Researchers from the University of North Carolina School of Medicine have conducted a study which suggests that painkillers could lower the risk of developing colon cancer. It seems that only a tiny dose of painkillers each day can save you from this condition.
The research team monitored a group of participants in the study who were administered low doses of aspirin for at least five years. The scientists established that a low dose of aspirin meant between 75 and 150 milligrams. Another group of participants took NSAIDS, meaning non-steroidal anti-inflammatory drugs such as ibuprofen. The study did not look into how a high dose of painkillers could influence the participants’ health.
It was observed that those participants who took aspirin experienced a decrease in the risk of developing colon cancer of 27 percent. Those who took NSAIDS saw a 30 to 45 percent decrease in the risk of developing this condition. Both in the case of the participants who took NSAIDs and those who took aspirin the scientists observed that short-term or irregular use of the drugs did not have protective effects
Co-author of the study professor of medicine Dr. John Baron from the University of North Carolina School of Medicine, in Chapel Hill said that the protective effects are indeed amazing and the study proves how everyday medication can turn to be unexpectedly useful. However, there are also certain risks, he remarked. According to Baron the researchers should not recommend such drugs as a way to prevent cancer. At least not until discussing things thoroughly with a doctor.
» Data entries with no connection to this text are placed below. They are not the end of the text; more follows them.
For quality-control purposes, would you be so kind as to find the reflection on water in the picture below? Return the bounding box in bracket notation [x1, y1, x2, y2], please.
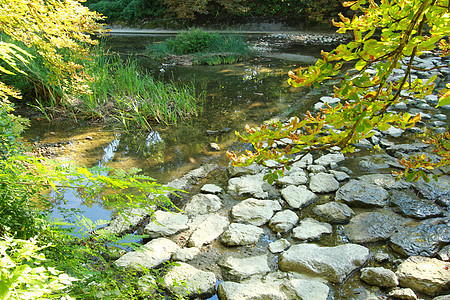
[26, 33, 332, 225]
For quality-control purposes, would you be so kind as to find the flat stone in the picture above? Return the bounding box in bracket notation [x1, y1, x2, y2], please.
[217, 281, 286, 300]
[228, 174, 269, 199]
[184, 194, 222, 216]
[330, 170, 350, 181]
[389, 191, 443, 219]
[144, 210, 189, 239]
[344, 210, 405, 244]
[389, 220, 450, 257]
[269, 209, 298, 233]
[281, 279, 330, 300]
[276, 171, 309, 185]
[281, 185, 318, 208]
[335, 179, 389, 207]
[292, 218, 333, 240]
[315, 153, 345, 166]
[358, 174, 411, 190]
[388, 288, 418, 300]
[309, 173, 339, 193]
[360, 267, 398, 287]
[115, 238, 180, 270]
[163, 262, 216, 298]
[269, 238, 291, 253]
[221, 223, 264, 246]
[396, 256, 450, 296]
[313, 202, 355, 224]
[279, 244, 369, 284]
[172, 247, 200, 262]
[201, 183, 223, 195]
[218, 254, 270, 282]
[231, 198, 281, 226]
[188, 214, 230, 247]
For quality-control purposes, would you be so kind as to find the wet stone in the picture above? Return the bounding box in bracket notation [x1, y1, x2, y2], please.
[269, 210, 298, 233]
[281, 185, 318, 208]
[344, 210, 405, 244]
[396, 256, 450, 296]
[309, 173, 339, 193]
[335, 179, 389, 207]
[279, 244, 369, 283]
[221, 223, 264, 246]
[219, 254, 270, 281]
[292, 218, 333, 240]
[390, 191, 443, 219]
[313, 202, 355, 224]
[389, 220, 450, 257]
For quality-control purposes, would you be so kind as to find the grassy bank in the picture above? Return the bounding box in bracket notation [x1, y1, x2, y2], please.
[147, 29, 252, 65]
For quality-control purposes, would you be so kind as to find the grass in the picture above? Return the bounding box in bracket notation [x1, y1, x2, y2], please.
[147, 29, 252, 65]
[81, 54, 204, 130]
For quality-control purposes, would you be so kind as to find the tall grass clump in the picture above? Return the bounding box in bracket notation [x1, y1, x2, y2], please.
[78, 53, 204, 130]
[147, 29, 252, 64]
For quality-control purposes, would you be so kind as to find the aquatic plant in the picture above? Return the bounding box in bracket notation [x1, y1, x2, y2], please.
[147, 29, 252, 65]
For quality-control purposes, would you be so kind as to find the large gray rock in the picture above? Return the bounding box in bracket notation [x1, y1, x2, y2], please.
[276, 170, 308, 185]
[188, 214, 230, 247]
[292, 218, 333, 240]
[231, 198, 281, 226]
[344, 210, 405, 244]
[314, 153, 345, 166]
[281, 279, 330, 300]
[228, 174, 269, 199]
[281, 185, 318, 208]
[335, 179, 389, 207]
[269, 209, 298, 233]
[389, 191, 443, 219]
[163, 262, 216, 298]
[396, 256, 450, 296]
[184, 194, 222, 216]
[309, 173, 339, 193]
[217, 281, 287, 300]
[144, 210, 189, 239]
[313, 202, 355, 224]
[360, 267, 398, 287]
[358, 174, 411, 190]
[279, 244, 369, 283]
[221, 223, 264, 246]
[389, 219, 450, 257]
[219, 254, 270, 281]
[115, 238, 180, 270]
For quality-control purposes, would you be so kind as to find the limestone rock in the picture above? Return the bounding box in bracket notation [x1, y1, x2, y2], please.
[163, 262, 216, 298]
[344, 210, 405, 244]
[292, 218, 333, 240]
[115, 238, 180, 270]
[279, 244, 369, 283]
[313, 202, 355, 224]
[231, 198, 281, 226]
[184, 194, 222, 216]
[228, 174, 268, 199]
[335, 179, 389, 207]
[219, 254, 270, 281]
[144, 210, 189, 238]
[188, 214, 230, 247]
[309, 173, 339, 193]
[221, 223, 264, 246]
[281, 185, 318, 208]
[396, 256, 450, 296]
[269, 239, 291, 253]
[360, 267, 398, 287]
[269, 209, 298, 233]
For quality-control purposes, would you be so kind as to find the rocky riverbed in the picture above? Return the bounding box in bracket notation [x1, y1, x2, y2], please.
[99, 52, 450, 300]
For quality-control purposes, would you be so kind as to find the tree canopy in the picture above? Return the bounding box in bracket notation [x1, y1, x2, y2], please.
[228, 0, 450, 180]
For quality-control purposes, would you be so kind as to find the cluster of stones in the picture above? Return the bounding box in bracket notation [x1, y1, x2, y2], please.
[107, 54, 450, 300]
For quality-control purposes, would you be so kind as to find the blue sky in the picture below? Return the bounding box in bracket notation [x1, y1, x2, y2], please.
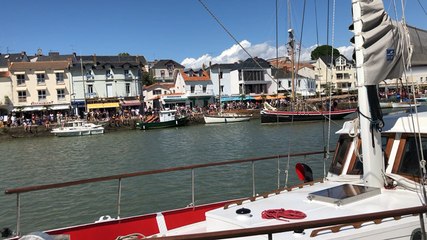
[0, 0, 427, 66]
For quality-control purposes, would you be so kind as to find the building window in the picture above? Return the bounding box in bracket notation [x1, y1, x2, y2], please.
[16, 74, 25, 85]
[56, 89, 65, 100]
[18, 91, 27, 102]
[37, 90, 46, 102]
[37, 73, 45, 84]
[105, 69, 113, 78]
[243, 71, 264, 81]
[55, 73, 64, 84]
[126, 83, 130, 96]
[87, 84, 93, 94]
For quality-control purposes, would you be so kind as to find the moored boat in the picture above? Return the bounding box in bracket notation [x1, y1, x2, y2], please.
[203, 112, 252, 124]
[51, 120, 104, 137]
[6, 0, 427, 240]
[260, 109, 357, 123]
[136, 109, 189, 130]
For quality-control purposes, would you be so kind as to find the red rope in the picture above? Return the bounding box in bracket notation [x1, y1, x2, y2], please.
[261, 208, 307, 222]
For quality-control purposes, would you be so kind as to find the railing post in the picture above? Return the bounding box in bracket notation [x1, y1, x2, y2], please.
[191, 168, 196, 208]
[252, 161, 255, 196]
[16, 193, 21, 236]
[117, 178, 122, 219]
[277, 156, 280, 189]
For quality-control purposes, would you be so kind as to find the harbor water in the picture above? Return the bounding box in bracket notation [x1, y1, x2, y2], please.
[0, 119, 352, 234]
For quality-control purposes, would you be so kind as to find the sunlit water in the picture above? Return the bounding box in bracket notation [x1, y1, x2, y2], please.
[0, 119, 343, 233]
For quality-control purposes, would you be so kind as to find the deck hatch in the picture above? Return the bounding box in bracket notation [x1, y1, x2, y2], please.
[308, 184, 381, 206]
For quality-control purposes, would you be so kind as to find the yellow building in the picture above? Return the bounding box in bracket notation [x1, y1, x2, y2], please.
[9, 61, 71, 112]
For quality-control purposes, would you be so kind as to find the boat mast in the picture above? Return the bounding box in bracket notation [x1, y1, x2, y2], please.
[218, 66, 222, 113]
[288, 28, 295, 102]
[352, 0, 384, 188]
[288, 0, 295, 102]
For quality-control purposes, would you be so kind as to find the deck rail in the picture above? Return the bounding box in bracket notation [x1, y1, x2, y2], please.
[4, 150, 335, 235]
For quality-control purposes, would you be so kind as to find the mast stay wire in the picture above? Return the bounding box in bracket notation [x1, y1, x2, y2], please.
[198, 0, 288, 91]
[198, 0, 344, 123]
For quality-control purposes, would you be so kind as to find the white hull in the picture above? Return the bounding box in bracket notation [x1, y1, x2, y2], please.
[51, 121, 104, 137]
[392, 102, 421, 108]
[203, 114, 252, 124]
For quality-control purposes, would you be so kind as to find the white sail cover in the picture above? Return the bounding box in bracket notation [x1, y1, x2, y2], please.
[359, 0, 427, 85]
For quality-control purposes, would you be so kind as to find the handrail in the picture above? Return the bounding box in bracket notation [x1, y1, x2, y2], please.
[155, 206, 427, 240]
[4, 150, 334, 236]
[4, 149, 335, 194]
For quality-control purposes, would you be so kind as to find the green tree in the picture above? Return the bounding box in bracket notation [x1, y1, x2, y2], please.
[311, 45, 340, 60]
[142, 72, 154, 86]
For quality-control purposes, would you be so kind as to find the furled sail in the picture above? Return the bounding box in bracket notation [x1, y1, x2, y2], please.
[360, 0, 427, 85]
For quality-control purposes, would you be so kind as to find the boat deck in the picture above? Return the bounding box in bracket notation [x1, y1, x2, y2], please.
[160, 182, 427, 239]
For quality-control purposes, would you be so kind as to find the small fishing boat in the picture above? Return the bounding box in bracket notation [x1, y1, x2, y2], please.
[136, 109, 189, 130]
[203, 66, 252, 124]
[51, 120, 104, 137]
[5, 0, 427, 240]
[391, 102, 421, 108]
[203, 112, 252, 124]
[260, 103, 357, 123]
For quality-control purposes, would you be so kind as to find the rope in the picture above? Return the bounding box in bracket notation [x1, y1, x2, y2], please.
[116, 233, 146, 240]
[261, 208, 307, 222]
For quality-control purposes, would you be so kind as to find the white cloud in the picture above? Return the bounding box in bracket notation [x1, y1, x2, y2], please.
[337, 46, 354, 60]
[181, 40, 353, 69]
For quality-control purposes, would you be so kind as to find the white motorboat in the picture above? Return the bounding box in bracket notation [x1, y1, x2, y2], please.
[203, 112, 252, 124]
[51, 120, 104, 137]
[5, 0, 427, 240]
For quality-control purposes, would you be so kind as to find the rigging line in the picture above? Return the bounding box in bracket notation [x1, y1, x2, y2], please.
[274, 0, 279, 97]
[199, 0, 280, 90]
[314, 0, 319, 46]
[417, 0, 427, 15]
[323, 0, 335, 180]
[294, 0, 308, 102]
[401, 0, 427, 204]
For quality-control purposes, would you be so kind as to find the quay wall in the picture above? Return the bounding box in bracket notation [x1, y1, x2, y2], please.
[0, 111, 259, 142]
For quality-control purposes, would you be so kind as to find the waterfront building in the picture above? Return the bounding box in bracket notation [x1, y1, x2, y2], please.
[272, 68, 316, 97]
[174, 69, 215, 107]
[70, 54, 147, 115]
[143, 82, 176, 109]
[9, 61, 71, 112]
[150, 59, 185, 83]
[0, 52, 29, 118]
[314, 55, 357, 94]
[144, 69, 215, 109]
[209, 57, 277, 99]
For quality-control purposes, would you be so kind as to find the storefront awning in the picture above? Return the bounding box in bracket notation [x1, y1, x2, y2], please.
[161, 96, 187, 102]
[120, 100, 141, 107]
[221, 96, 254, 102]
[87, 102, 119, 110]
[12, 106, 46, 112]
[48, 104, 70, 110]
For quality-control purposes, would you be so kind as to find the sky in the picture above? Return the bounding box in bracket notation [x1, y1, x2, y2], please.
[0, 0, 427, 68]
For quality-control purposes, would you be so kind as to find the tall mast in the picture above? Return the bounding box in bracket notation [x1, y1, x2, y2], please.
[288, 28, 295, 102]
[352, 0, 384, 187]
[218, 66, 222, 113]
[80, 56, 87, 113]
[287, 0, 295, 102]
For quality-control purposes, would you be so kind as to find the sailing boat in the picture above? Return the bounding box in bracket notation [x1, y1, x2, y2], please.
[203, 67, 252, 124]
[260, 25, 357, 123]
[6, 0, 427, 240]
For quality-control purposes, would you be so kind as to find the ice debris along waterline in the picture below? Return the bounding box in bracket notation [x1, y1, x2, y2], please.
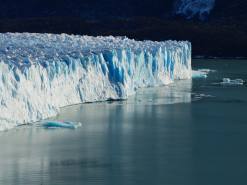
[220, 78, 245, 86]
[0, 33, 191, 130]
[39, 121, 81, 129]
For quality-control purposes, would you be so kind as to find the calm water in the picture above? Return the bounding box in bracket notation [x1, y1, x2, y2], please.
[0, 60, 247, 185]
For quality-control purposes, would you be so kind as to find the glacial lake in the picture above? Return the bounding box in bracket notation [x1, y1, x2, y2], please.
[0, 60, 247, 185]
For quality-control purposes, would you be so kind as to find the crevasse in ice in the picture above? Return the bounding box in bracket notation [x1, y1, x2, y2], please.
[0, 33, 191, 130]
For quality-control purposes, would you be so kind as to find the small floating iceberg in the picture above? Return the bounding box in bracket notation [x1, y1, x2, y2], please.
[40, 121, 81, 129]
[220, 78, 245, 86]
[192, 69, 215, 78]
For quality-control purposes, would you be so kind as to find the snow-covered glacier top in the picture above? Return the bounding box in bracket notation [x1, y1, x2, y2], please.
[0, 33, 191, 130]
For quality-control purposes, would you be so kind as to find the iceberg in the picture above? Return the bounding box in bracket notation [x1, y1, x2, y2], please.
[220, 78, 245, 86]
[0, 33, 192, 130]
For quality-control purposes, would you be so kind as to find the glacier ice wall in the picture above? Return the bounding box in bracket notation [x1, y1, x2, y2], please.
[0, 33, 191, 130]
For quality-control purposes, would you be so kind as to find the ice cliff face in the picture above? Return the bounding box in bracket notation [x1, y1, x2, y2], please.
[175, 0, 215, 20]
[0, 33, 191, 130]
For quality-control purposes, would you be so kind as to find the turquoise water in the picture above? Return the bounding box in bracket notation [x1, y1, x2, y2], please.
[0, 60, 247, 185]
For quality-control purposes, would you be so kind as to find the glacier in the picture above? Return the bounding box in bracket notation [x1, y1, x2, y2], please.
[0, 33, 192, 130]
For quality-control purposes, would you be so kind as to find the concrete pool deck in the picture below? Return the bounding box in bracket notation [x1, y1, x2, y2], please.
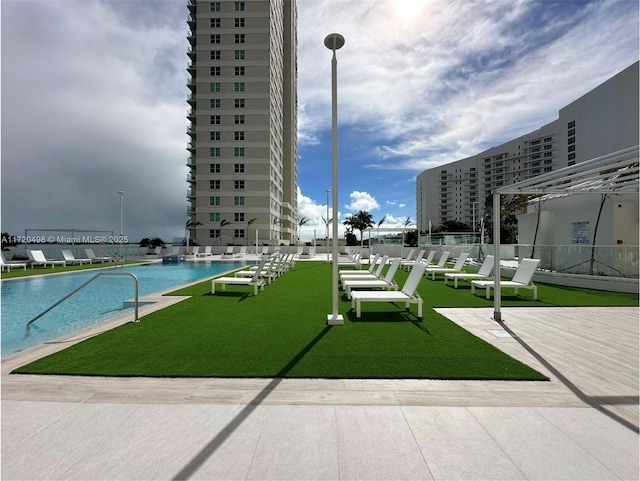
[1, 307, 640, 480]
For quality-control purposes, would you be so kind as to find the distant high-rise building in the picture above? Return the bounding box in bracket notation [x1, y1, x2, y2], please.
[416, 62, 639, 232]
[187, 0, 298, 245]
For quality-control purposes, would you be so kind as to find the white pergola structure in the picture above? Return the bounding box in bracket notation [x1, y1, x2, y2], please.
[493, 145, 640, 322]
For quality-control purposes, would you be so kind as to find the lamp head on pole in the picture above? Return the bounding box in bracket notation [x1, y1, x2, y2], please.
[324, 33, 344, 52]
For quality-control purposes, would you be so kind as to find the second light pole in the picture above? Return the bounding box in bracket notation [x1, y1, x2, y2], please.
[324, 33, 344, 326]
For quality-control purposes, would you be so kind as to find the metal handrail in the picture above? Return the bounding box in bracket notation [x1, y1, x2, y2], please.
[26, 272, 138, 336]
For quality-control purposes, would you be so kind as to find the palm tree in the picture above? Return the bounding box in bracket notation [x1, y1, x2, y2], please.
[298, 217, 309, 245]
[345, 210, 373, 247]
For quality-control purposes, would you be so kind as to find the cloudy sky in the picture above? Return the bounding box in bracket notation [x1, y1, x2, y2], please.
[0, 0, 639, 242]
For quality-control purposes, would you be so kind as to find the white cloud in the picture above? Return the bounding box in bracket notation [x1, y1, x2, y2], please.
[345, 190, 380, 212]
[298, 0, 638, 171]
[298, 187, 345, 242]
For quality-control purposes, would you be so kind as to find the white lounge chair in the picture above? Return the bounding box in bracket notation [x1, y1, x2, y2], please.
[234, 255, 281, 284]
[342, 257, 400, 299]
[211, 259, 267, 296]
[60, 249, 92, 265]
[338, 252, 362, 269]
[400, 250, 436, 271]
[196, 246, 213, 257]
[351, 262, 427, 319]
[444, 256, 493, 289]
[0, 254, 27, 272]
[340, 256, 389, 283]
[84, 248, 113, 263]
[471, 259, 540, 299]
[27, 250, 67, 269]
[425, 252, 469, 281]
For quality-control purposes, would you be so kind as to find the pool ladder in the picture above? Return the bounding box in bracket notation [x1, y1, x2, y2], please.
[26, 272, 139, 336]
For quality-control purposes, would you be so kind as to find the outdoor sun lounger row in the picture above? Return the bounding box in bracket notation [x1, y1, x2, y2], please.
[338, 256, 389, 283]
[0, 254, 27, 272]
[211, 259, 267, 296]
[351, 262, 427, 319]
[61, 249, 92, 265]
[444, 256, 494, 289]
[471, 259, 540, 300]
[425, 252, 469, 281]
[27, 249, 67, 269]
According to FDA (the United States Food and Drug Administration) the possible side effects of such a treatment could include higher risk of stroke and heart attack and gastrointestinal bleeding with aspirin. This may occur as a result of high-dosage or long-term use of both NSAIDs and aspirin. Baron himself acknowledged that this is risky:
For aspirin, you would have to take it fairly consistently, meaning at least every other day, for at least five to 10 years for the protective effect to even begin to appear That’s a significant amount of time for side effects to accumulate, all without getting any benefit.”